Time fruit to market
Ripen a batch to land on the right day.
Tune the room
Pick a temperature for the days you need.
Hold when cool
Slow ripening for transport and shelf life.
Avoid chilling
Keep tropical fruit above the base temperature.
Frequently Asked Questions
How is ripening time calculated?+
Climacteric fruit ripen by accumulated heat above a base temperature. Each day contributes degree-days = room temperature − base temperature. Days to ripen = ripening heat units ÷ daily degree-days. For example a fruit needing 60 heat units in a 25 °C room with a 13 °C base accumulates 12 degree-days a day and ripens in about 5 days.
What is a climacteric fruit?+
Climacteric fruit — banana, mango, tomato, avocado, papaya and others — continue to ripen after harvest with a burst of respiration and ethylene. They can be picked mature but unripe and ripened off the plant, which is exactly what this degree-day model predicts. Non-climacteric fruit (citrus, grapes, strawberries) do not ripen further once picked.
What is the base temperature?+
It is the temperature below which ripening effectively stalls — there is no useful heat accumulation under it. For many tropical fruit it sits around 10–13 °C; below that, chilling injury can occur instead of ripening. Enter the base for your fruit so the degree-days reflect only the heat that actually drives ripening.
Why do warmer rooms ripen fruit faster?+
The further the room temperature sits above the base, the more degree-days accumulate each day, so the ripening heat units are reached sooner. A warm 28 °C room ripens a fruit far faster than a cool 18 °C one. That is why commercial ripening rooms hold a controlled warm temperature to ripen a batch on schedule.
What happens below the base temperature?+
At or below the base, daily degree-days fall to zero (or near it) and ripening stalls — the fruit simply holds. Cooler storage is used deliberately to slow or pause ripening for transport and shelf life. Push tropical fruit too cold and you risk chilling injury rather than safe holding.
What are ripening heat units?+
They are the total accumulated degree-days a particular fruit and maturity needs to go from picked-and-green to eating-ripe. A nearly mature fruit needs fewer; a hard, early-picked one needs more. Enter the heat units for your fruit and stage, and the tool divides by the daily degree-days to give the days to ripen.

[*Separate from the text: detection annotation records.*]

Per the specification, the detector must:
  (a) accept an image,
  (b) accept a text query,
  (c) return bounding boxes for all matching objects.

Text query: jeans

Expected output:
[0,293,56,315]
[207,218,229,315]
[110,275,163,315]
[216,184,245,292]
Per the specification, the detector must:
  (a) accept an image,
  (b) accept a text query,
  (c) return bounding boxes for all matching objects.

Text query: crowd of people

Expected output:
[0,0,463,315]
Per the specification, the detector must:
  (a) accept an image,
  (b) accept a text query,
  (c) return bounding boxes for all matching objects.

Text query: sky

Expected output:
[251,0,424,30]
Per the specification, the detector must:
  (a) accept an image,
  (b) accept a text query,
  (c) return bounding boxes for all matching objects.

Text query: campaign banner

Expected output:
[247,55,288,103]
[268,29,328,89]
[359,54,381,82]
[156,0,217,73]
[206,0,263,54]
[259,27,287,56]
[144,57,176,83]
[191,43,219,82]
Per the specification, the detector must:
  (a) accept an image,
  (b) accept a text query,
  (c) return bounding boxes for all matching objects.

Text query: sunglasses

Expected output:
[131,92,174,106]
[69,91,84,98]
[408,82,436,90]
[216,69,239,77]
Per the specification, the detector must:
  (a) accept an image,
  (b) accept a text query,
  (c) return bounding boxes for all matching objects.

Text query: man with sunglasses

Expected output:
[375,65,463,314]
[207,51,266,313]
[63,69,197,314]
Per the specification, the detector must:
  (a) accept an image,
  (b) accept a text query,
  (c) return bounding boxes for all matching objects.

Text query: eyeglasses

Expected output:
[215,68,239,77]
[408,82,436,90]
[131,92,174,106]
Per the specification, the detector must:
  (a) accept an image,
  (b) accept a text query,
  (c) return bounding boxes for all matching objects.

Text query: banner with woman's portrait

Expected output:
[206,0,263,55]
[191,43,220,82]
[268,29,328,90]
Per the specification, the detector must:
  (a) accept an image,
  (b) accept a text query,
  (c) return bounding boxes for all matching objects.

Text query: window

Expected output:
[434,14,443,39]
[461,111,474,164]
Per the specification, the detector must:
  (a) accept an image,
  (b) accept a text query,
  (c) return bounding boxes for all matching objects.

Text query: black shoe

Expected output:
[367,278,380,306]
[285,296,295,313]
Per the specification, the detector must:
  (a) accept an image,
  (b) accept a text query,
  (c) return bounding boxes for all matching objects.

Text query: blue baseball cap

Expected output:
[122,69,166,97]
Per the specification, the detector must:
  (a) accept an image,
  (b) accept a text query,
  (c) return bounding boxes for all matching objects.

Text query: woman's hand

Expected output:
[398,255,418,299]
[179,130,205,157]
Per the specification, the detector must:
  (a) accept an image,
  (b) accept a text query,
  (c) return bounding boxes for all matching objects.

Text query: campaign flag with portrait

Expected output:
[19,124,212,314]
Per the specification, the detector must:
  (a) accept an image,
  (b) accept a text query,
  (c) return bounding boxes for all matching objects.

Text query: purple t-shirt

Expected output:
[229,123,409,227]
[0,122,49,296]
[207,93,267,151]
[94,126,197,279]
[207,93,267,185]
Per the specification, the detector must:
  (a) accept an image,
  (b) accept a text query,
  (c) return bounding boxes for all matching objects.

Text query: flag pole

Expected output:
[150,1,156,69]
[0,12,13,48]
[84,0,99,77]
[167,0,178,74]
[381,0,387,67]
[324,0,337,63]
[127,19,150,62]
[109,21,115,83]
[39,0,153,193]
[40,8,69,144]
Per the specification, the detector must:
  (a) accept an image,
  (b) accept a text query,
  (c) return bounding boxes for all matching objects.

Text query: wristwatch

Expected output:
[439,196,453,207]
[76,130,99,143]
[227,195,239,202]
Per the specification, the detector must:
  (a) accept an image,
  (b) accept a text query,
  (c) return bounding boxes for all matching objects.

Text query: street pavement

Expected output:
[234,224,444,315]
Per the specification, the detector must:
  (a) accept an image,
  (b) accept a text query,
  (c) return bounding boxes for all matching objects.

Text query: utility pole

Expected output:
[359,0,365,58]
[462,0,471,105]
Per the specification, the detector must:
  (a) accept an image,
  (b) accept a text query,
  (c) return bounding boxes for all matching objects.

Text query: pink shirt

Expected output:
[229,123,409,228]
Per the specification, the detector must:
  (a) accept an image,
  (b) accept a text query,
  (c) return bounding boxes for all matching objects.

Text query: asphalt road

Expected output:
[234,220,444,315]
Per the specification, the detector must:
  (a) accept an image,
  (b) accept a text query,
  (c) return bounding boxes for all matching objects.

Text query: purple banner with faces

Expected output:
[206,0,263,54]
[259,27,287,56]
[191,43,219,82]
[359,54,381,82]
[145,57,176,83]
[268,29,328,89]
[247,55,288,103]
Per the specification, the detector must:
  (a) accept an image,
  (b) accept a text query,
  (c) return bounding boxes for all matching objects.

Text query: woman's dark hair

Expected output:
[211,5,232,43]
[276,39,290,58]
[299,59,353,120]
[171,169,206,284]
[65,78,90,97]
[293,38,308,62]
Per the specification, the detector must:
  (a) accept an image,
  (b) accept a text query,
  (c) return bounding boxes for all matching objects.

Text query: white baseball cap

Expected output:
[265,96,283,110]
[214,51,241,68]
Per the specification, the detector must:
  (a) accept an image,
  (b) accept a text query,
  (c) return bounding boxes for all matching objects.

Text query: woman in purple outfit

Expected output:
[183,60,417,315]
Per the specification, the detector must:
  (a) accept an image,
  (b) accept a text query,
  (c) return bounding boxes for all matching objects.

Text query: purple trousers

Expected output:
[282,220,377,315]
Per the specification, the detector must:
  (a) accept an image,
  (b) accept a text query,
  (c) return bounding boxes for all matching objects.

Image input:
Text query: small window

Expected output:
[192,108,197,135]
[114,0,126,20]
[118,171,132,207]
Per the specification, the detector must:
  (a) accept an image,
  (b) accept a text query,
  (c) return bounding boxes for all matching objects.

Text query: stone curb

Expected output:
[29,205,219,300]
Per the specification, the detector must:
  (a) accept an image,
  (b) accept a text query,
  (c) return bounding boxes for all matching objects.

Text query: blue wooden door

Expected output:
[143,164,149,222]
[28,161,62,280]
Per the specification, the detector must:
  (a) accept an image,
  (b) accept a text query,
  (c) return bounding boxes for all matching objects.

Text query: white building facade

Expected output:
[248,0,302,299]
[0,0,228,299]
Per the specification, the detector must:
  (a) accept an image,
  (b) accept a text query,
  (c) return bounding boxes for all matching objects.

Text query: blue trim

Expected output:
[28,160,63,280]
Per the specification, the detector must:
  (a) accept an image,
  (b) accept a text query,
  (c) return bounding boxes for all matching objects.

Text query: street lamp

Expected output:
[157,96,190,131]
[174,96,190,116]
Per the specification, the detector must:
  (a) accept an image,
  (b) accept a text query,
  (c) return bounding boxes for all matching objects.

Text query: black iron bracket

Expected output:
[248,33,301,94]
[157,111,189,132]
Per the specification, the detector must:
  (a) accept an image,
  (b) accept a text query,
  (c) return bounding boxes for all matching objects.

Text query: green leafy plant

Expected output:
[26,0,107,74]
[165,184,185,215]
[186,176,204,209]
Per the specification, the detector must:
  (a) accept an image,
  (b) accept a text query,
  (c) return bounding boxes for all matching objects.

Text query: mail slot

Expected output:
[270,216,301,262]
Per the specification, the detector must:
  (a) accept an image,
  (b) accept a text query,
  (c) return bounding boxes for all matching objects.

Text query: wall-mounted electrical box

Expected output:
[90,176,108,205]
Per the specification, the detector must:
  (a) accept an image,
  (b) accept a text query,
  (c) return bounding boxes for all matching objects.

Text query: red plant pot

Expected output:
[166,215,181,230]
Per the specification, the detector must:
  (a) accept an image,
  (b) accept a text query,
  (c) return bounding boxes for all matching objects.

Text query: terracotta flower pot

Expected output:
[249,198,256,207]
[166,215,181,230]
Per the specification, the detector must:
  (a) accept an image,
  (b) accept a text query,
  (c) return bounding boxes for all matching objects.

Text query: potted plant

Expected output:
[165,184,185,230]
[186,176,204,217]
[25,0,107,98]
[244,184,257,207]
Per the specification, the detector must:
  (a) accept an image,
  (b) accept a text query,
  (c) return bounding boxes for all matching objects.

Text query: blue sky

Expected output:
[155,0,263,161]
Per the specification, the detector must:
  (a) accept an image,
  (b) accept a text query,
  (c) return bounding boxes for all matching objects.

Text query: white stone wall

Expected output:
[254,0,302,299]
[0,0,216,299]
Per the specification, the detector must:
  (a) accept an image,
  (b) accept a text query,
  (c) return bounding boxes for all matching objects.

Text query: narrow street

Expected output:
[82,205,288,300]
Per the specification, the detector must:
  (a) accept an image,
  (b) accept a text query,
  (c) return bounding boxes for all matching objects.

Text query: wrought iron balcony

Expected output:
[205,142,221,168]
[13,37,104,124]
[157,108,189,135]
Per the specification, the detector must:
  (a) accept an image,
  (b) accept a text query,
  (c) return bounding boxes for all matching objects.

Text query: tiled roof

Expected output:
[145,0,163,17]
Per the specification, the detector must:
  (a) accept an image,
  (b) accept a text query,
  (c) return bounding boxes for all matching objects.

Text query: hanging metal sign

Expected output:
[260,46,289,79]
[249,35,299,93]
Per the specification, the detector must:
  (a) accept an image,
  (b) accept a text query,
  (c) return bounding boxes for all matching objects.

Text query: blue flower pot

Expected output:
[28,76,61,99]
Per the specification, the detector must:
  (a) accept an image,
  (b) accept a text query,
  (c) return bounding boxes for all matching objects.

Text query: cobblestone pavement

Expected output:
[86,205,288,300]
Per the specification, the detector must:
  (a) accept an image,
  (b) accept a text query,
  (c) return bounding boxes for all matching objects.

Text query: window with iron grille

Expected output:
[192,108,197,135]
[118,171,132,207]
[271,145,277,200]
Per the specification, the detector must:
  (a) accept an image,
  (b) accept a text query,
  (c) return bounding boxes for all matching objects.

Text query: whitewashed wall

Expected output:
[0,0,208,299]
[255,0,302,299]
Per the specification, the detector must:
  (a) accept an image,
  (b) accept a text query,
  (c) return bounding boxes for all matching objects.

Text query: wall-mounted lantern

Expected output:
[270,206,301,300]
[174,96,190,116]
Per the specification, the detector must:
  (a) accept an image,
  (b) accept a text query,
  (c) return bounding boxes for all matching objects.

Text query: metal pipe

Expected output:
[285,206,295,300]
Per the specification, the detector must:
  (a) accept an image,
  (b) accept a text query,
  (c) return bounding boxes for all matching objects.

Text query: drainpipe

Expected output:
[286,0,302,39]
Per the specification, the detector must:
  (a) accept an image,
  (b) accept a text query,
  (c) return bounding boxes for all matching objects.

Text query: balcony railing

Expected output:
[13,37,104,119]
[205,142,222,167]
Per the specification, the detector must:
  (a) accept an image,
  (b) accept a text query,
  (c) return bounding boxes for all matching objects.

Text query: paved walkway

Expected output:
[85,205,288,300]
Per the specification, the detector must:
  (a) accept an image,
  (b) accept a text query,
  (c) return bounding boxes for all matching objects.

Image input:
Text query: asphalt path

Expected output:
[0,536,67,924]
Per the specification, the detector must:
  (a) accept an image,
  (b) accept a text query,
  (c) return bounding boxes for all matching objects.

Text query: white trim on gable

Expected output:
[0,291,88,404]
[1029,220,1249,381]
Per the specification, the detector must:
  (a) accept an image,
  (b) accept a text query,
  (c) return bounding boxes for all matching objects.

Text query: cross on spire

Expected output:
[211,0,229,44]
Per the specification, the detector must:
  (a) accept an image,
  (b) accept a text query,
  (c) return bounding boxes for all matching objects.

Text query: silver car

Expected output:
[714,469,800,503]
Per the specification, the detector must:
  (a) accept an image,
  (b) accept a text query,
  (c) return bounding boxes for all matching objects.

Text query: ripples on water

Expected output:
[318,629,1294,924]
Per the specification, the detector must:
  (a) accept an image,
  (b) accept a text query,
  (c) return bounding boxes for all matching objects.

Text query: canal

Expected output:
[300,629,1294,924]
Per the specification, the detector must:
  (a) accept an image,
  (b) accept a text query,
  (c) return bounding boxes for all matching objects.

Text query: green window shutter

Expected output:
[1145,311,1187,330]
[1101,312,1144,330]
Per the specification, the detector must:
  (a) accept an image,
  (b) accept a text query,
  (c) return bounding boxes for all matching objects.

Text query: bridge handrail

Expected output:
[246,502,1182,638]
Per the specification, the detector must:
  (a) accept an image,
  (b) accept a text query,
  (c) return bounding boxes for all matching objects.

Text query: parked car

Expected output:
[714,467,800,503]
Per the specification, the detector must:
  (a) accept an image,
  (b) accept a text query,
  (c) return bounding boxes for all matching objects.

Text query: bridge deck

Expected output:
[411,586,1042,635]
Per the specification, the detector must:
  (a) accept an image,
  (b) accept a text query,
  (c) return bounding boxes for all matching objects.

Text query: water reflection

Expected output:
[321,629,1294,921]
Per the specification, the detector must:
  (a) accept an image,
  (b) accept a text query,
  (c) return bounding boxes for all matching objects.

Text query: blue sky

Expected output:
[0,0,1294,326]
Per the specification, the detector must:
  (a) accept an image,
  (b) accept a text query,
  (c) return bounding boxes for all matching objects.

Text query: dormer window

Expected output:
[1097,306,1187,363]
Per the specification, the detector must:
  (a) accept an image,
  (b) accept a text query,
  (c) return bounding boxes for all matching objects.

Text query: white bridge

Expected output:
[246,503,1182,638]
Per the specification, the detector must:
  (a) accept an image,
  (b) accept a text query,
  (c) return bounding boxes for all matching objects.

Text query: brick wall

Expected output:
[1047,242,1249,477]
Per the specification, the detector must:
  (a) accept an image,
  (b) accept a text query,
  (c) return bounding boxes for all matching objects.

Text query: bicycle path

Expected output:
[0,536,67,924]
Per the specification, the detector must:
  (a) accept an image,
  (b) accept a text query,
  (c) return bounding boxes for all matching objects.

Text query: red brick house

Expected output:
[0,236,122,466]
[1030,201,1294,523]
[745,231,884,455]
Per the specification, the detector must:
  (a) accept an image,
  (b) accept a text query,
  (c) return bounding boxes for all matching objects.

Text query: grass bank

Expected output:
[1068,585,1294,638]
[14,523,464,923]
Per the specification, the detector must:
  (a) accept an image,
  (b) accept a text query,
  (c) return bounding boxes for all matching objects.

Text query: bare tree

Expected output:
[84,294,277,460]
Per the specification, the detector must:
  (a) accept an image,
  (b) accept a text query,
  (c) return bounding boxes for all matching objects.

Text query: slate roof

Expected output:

Does ethylene change the ripening time?+
Yes — applying ethylene triggers and synchronises the climacteric, so a treated batch ripens more uniformly and often faster than the temperature model alone predicts. Use this tool for the temperature-driven schedule, then see the Ripening Chamber Ethylene calculator to dose a chamber for an even, on-time batch.
Does this work for any climacteric fruit?+
Yes — banana, mango, tomato, avocado, papaya and similar all follow the degree-day pattern. Just enter the right base temperature and ripening heat units for your fruit, variety and harvest maturity. The accumulated-heat approach is the same; only the numbers change.
Are the figures precise?+
They're solid planning figures. Real ripening also depends on variety, harvest maturity, ethylene, humidity and airflow. Use the days to ripen to schedule a batch and time it to market, then judge final ripeness by colour, firmness and aroma — degree-days steer the plan, the fruit confirms it.